I am new to python and trying to download the countries GDP per capita data. I am trying to read the data from this website: https://worldpopulationreview.com/countries/by-gdp
I tried to read the data but, I found no tables found error.
I can see the data is in r.text
but somehow pandas can not read that table.

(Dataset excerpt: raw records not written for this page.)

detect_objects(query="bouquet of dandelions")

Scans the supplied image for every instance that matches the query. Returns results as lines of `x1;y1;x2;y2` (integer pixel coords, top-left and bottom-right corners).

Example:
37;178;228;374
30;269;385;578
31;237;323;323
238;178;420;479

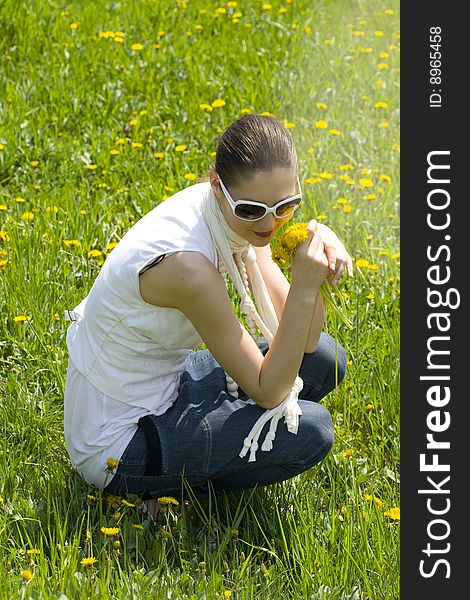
271;222;353;330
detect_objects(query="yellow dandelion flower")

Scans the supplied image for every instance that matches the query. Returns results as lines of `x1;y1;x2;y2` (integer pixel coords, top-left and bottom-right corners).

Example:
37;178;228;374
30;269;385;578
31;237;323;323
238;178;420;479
0;143;4;150
88;249;103;257
110;149;120;155
21;211;34;221
355;259;370;268
86;164;97;170
377;63;389;70
216;7;227;13
101;527;120;536
324;39;333;45
365;494;383;508
362;47;373;53
279;7;288;14
366;263;379;271
262;3;272;9
195;24;203;30
200;103;213;111
129;119;138;126
184;173;197;181
260;111;273;116
0;230;10;241
0;259;7;268
224;591;232;599
315;119;328;129
359;178;373;187
114;36;124;43
81;557;98;566
316;102;327;109
384;507;400;520
365;403;373;412
305;177;321;184
0;204;7;211
329;129;341;136
384;9;394;15
352;31;364;36
69;22;80;30
157;496;179;506
175;145;187;153
212;98;226;108
26;549;40;556
131;43;143;51
271;222;309;267
106;495;122;507
131;142;143;149
106;457;120;469
121;499;136;507
284;122;295;128
339;164;354;171
380;174;392;183
343;204;352;213
336;197;347;204
20;569;34;581
379;121;389;128
241;107;252;114
342;449;354;458
64;239;81;247
115;138;126;145
366;293;374;300
392;252;400;260
380;52;390;59
317;214;328;220
363;194;377;200
319;172;333;179
375;31;384;37
154;152;164;159
14;315;31;322
210;151;217;158
374;101;388;108
30;160;39;167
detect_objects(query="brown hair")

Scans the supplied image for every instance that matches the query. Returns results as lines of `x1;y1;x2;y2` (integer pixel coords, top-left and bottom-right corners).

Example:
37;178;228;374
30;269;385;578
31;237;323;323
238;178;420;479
214;114;298;186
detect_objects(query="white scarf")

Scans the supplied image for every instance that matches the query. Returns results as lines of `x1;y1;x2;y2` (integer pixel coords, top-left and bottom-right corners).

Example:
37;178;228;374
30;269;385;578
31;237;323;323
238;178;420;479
201;185;303;463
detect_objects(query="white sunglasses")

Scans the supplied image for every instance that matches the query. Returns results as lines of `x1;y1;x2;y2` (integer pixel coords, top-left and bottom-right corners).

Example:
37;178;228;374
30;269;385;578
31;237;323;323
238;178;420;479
217;175;302;222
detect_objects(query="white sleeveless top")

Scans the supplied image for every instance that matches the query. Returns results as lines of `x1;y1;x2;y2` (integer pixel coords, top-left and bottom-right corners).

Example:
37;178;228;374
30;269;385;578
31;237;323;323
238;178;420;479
64;182;218;488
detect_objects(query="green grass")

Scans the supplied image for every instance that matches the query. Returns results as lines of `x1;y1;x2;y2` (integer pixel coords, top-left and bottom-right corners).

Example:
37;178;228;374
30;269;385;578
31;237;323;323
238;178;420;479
0;0;400;597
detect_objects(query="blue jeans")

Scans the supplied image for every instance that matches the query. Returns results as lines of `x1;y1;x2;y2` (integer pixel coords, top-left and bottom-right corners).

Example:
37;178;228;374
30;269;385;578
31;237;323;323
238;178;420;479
104;333;347;501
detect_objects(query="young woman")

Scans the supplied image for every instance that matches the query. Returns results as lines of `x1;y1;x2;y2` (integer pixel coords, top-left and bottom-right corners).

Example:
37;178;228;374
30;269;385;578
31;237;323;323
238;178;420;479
63;114;352;514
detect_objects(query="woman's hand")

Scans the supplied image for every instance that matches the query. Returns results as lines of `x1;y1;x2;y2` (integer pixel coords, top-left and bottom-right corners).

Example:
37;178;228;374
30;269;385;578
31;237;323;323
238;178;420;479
311;222;353;286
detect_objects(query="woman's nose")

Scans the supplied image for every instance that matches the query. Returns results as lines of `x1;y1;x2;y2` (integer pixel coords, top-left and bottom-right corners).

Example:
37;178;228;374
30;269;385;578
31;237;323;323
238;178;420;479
258;213;276;230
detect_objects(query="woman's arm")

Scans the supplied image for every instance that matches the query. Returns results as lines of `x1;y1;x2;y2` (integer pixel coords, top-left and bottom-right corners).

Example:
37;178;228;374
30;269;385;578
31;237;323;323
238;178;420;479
253;244;325;353
139;243;329;410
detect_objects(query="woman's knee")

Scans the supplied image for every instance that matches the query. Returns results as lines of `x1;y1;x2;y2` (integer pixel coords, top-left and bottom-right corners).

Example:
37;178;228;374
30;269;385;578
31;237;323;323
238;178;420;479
297;403;334;466
300;333;347;401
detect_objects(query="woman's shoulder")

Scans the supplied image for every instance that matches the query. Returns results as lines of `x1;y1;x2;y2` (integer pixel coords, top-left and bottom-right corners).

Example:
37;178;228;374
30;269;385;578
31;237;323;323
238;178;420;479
139;250;222;309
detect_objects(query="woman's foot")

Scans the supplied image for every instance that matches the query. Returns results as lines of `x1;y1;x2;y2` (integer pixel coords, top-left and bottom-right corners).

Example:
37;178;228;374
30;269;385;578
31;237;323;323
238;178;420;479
137;498;162;523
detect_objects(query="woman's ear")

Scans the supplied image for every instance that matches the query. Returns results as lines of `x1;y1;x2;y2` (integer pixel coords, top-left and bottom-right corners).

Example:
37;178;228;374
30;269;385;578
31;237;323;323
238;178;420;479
209;168;221;199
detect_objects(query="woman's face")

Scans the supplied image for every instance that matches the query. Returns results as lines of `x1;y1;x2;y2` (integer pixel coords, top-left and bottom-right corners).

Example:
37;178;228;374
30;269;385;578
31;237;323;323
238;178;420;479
210;166;298;247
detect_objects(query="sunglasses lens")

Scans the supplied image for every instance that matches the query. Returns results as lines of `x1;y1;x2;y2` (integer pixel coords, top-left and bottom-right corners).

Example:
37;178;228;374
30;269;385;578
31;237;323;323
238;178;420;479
234;204;266;220
275;199;301;217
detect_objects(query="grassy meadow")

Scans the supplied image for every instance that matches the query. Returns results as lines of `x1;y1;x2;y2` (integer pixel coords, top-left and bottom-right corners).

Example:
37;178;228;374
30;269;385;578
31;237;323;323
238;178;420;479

How to solve the problem and read the data?
MWE
import pandas as pd
import requests
url = "https://worldpopulationreview.com/countries/by-gdp"
r = requests.get(url)
raw_html = r.text # I can see the data is here, but pd.read_html says no tables found
df_list = pd.read_html(raw_html)
print(len(df_list))
CodePudding user response:
Data is embedded via <script id="__NEXT_DATA__" type="application/json">
and rendered by browser only, so you have to adjust your script a bit:
pd.json_normalize(
json.loads(
BeautifulSoup(
requests.get(url).text
).select_one('#__NEXT_DATA__').text)['props']['pageProps']['data']
)
Example
import pandas as pd
import requests,json
from bs4 import BeautifulSoup
url = "https://worldpopulationreview.com/countries/by-gdp"
df = pd.json_normalize(
json.loads(
BeautifulSoup(
requests.get(url).text
).select_one('#__NEXT_DATA__').text)['props']['pageProps']['data']
)
df[['continent', 'country', 'pop','imfGDP', 'unGDP', 'gdpPerCapita']]
Output
continent | country | pop | imfGDP | unGDP | gdpPerCapita | |
---|---|---|---|---|---|---|
0 | North America | United States | 338290 | 2.08938e 13 | 18624475000000 | 61762.9 |
1 | Asia | China | 1.42589e 06 | 1.48626e 13 | 11218281029298 | 10423.4 |
... | ... | ... | ... | ... | ... | ... |
210 | Asia | Syria | 22125.2 | 0 | 22163075121 | 1001.71 |
211 | North America | Turks and Caicos Islands | 45.703 | 0 | 917550492 | 20076.4 |